Five communication calls have been reported. The hiccup call indicates friendly interactions; it is used by males during the mating period and by females to call the litter. Kits purr during their first week of life and, during their dependent weeks, moan or mew. Kits also growl after the complete development of predatory behavior and during aggressive interactions. Finally, genets utter a click as a threat. The clicks, or, in younger individuals, growls, are used to indicate aggression. Threatening behavior consists of erection of the dark central dorsal band of hair, an arched-back stance, opening the mouth, and baring the teeth.

===Reproduction and development===
In Spain, common genets breed between January and September, with a peak in February and March and another one in the summer. Mating behaviour and development of young has been studied in captive individuals. Copulation lasts about two to three minutes, and is repeated up to five times in the same night. After a gestation period of 10 to 11 weeks, up to four young are born. Newborn common genets weigh 60 to 85 g. They start eating meat at around seven weeks of age, and are fully weaned at four months of age. When five months old, they are skilled in hunting on their own. When 19 months old, they start marking, and are thought to be sexually mature at the age of two years. Captive common genets have lived up to 13 years.

==Threats and conservation==
No major threats to common genets are known. In North Africa and some localities in southern Africa, they are hunted for their fur. In Portugal, they get killed in predator traps.
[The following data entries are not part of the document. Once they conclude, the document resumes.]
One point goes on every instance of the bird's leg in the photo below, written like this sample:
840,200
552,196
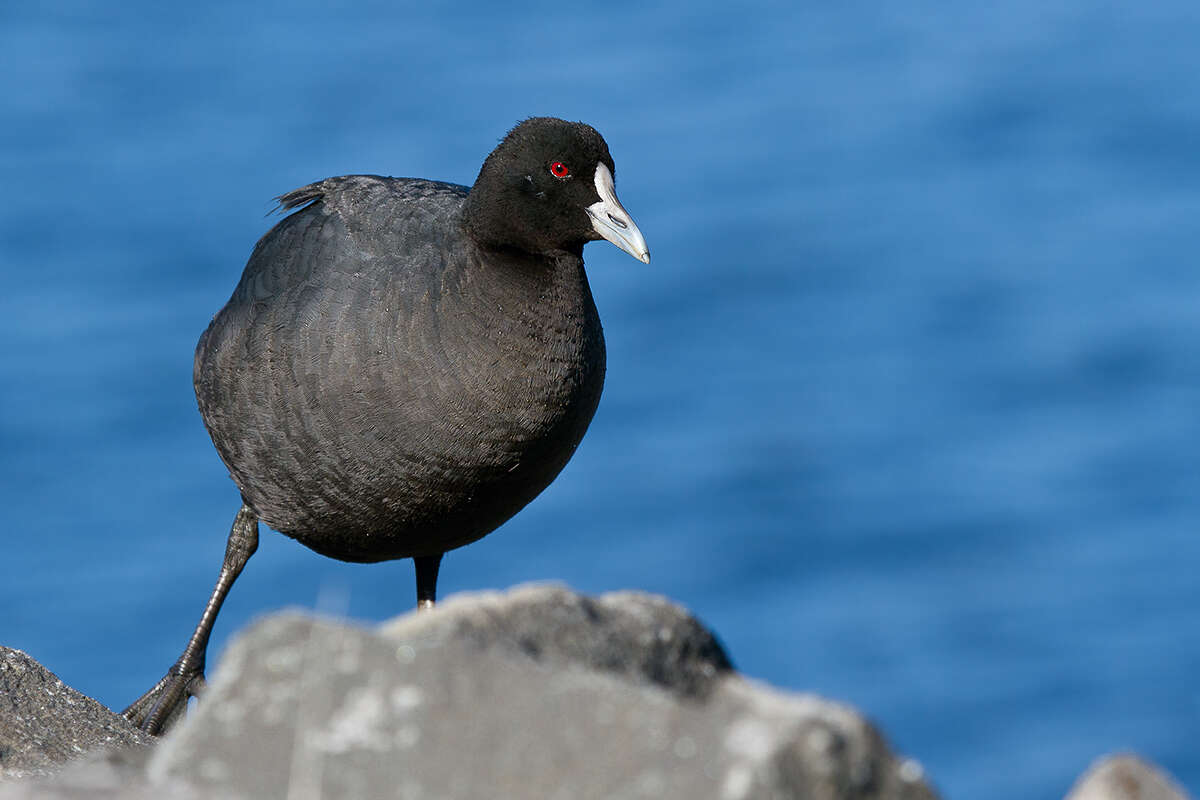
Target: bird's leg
160,708
426,579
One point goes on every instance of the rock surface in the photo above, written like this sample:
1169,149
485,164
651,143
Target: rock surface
1125,777
538,692
45,723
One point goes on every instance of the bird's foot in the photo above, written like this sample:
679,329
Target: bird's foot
161,708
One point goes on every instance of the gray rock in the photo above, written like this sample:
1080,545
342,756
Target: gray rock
45,723
533,693
1126,776
538,693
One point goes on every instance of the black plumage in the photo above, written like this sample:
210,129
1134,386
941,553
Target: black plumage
406,364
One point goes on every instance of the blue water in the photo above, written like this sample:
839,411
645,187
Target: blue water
906,405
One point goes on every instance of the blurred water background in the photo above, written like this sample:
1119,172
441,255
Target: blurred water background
906,405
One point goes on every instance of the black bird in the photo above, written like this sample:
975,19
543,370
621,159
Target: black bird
406,364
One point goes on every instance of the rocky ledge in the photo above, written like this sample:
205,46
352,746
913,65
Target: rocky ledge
538,692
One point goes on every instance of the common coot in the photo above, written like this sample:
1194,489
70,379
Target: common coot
406,364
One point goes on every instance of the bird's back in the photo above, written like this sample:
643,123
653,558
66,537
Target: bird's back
379,386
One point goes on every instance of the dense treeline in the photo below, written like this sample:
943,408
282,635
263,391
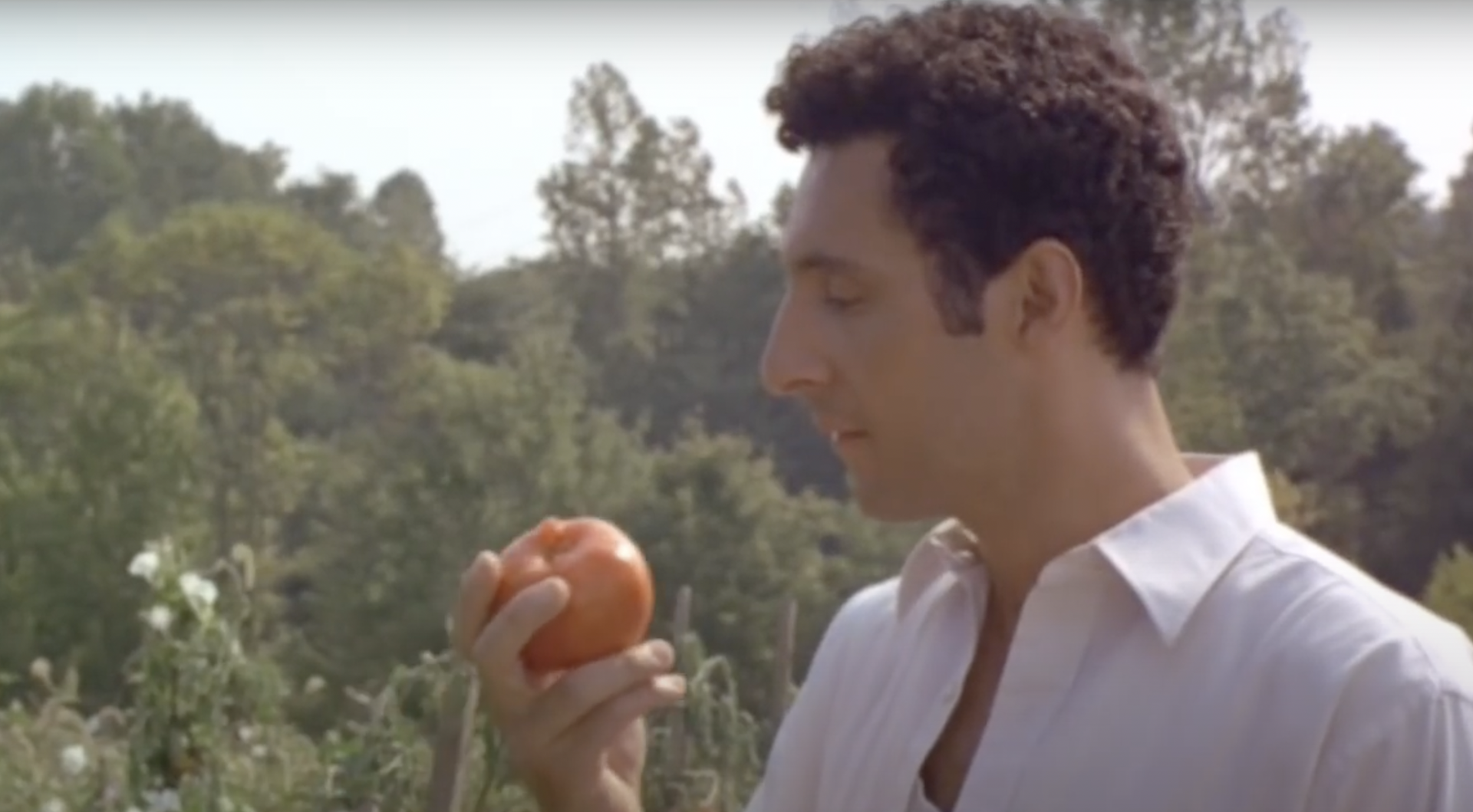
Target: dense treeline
195,346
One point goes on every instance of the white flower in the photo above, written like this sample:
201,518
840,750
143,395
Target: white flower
74,759
199,592
163,800
145,565
160,616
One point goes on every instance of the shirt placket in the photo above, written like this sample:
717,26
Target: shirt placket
1048,649
944,674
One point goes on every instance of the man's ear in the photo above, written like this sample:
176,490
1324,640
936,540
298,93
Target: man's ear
1046,290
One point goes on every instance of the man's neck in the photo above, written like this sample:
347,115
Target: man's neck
1077,487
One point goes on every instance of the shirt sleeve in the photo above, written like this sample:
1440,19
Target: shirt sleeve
1419,762
792,777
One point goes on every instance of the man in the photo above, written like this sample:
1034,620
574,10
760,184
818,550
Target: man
983,258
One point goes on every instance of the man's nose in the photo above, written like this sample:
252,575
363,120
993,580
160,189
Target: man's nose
792,362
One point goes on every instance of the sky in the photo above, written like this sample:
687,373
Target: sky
473,96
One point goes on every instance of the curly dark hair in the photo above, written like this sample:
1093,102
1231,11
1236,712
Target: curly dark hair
1011,124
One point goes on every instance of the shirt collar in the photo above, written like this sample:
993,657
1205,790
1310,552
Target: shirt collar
1170,554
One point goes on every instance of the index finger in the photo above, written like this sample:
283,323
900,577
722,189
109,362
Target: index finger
473,603
497,652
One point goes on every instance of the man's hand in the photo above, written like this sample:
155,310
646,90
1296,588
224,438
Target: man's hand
576,739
On Ibiza, urbanization and development of infrastructure cause loss and fragmentation of habitat.

Genetta genetta is listed on Appendix III of the Bern Convention and in Annex V of the Habitats and Species Directive of the European Union.

==Taxonomy==
Viverra genetta was the scientific name proposed by Carl Linnaeus in 1758.

More than 30 subspecies of the common genet have been described. The following are considered valid:
- G. g. genetta (Linnaeus), 1758 – Spain, Portugal and France
- G. g. afra (Cuvier), 1825 – North Africa
- G. g. senegalensis (Fischer), 1829 – sub-Saharan Africa
- G. g. dongolana (Hemprich and Ehrenberg), 1832 – Arabia

Genetta felina has been reclassified as a species based on morphological diagnoses comparing 5500 Viverrinae specimens in zoological collections.

Along with other viverrids, genets are among living carnivorans considered to be the morphologically closest to the extinct common ancestor of the whole order.